Однако, чтобы дело не выглядело так, что, декларируя приверженность этому единству, представители этой школы просто профанируют «духовное», сводя его к физиологическому, грубо-чувственному, торгашески циничному (в чем обычно упрекают материалистов, не вдумываясь в суть их мировоззрения), мы назовем эту точку зрения антропологическим органицизмом. Суть, впрочем, не в том, чтобы изобрести новое слово для обозначения старой концепции, а в том, чтобы более четко представить понимание человеческого мира именно как единого, цельного природно-человеческого, или природно-социального (био-социального) организма. Согласно этому пониманию плоть и дух, природа и человек не являют собой лишенный всякого внутреннего различия субстрат (как у немецких вульгарных материалистов вроде Фохта и Молешотта) или две чуждые друг другу субстанции (как у Гегеля и вообще у идеалистов и богословов разного толка), а есть единый, содержащий в себе свои собственные различия организм, в котором природное преобразовано социальным, а социальное является природным. Как точно именно этот термин выражает суть дела, пояснит молодой К. Маркс: «Органическое и есть именно идея различий, их идеальное определение» [2, 229]. И этот организм не потому является человеческим, что содержит в себе какие-то сверхъестественные элементы, а потому лишь, что в нем иные, чем во внешней природе, связи между элементами, связи, положенные самим человеком сообразно со своей собственной природой.

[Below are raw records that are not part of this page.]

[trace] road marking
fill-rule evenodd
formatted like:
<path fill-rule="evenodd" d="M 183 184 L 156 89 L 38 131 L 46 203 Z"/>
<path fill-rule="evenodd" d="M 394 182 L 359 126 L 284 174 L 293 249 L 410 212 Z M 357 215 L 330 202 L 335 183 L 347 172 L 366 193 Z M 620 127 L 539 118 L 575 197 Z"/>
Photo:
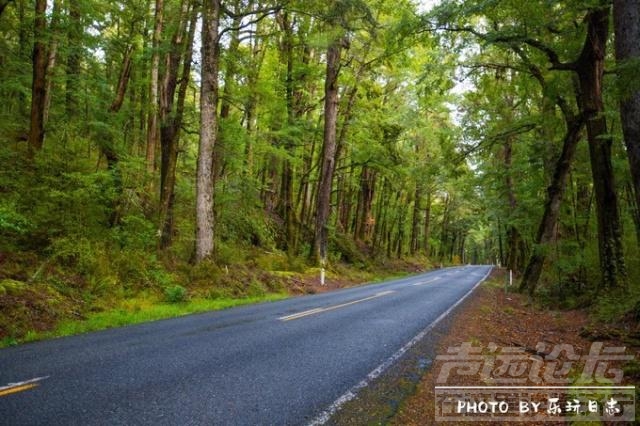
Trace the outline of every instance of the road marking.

Но в чем состоят его внутренние различия? И тут перед нами возникает понятийная неразбериха, которую необходимо устранить, чтобы двигаться дальше. Прежде всего это касается словечка «духовность», коим с некоторых пор, по крайней мере в современной российской научной и околонаучной литературе, принято затыкать философские дыры. Рассмотрим его сквозь призму «основного вопроса философии», не теряя из виду антропологические ориентиры.
В естествознании смысл вопроса о том, «что первично, материя или дух?» очевиден. И действительно, всякое новое раскрытие естественной причинно-следственной связи в живой и неживой «первичной» природе ставит идеалистический подход под сомнение. На место произвола человеческого индивида или некоего внеприродного, внеисторического, сверхъестественного духа («бога») становится природная закономерность. Астрофизика изгоняет духов из космоса, генетика — из мира живых существ и т. д.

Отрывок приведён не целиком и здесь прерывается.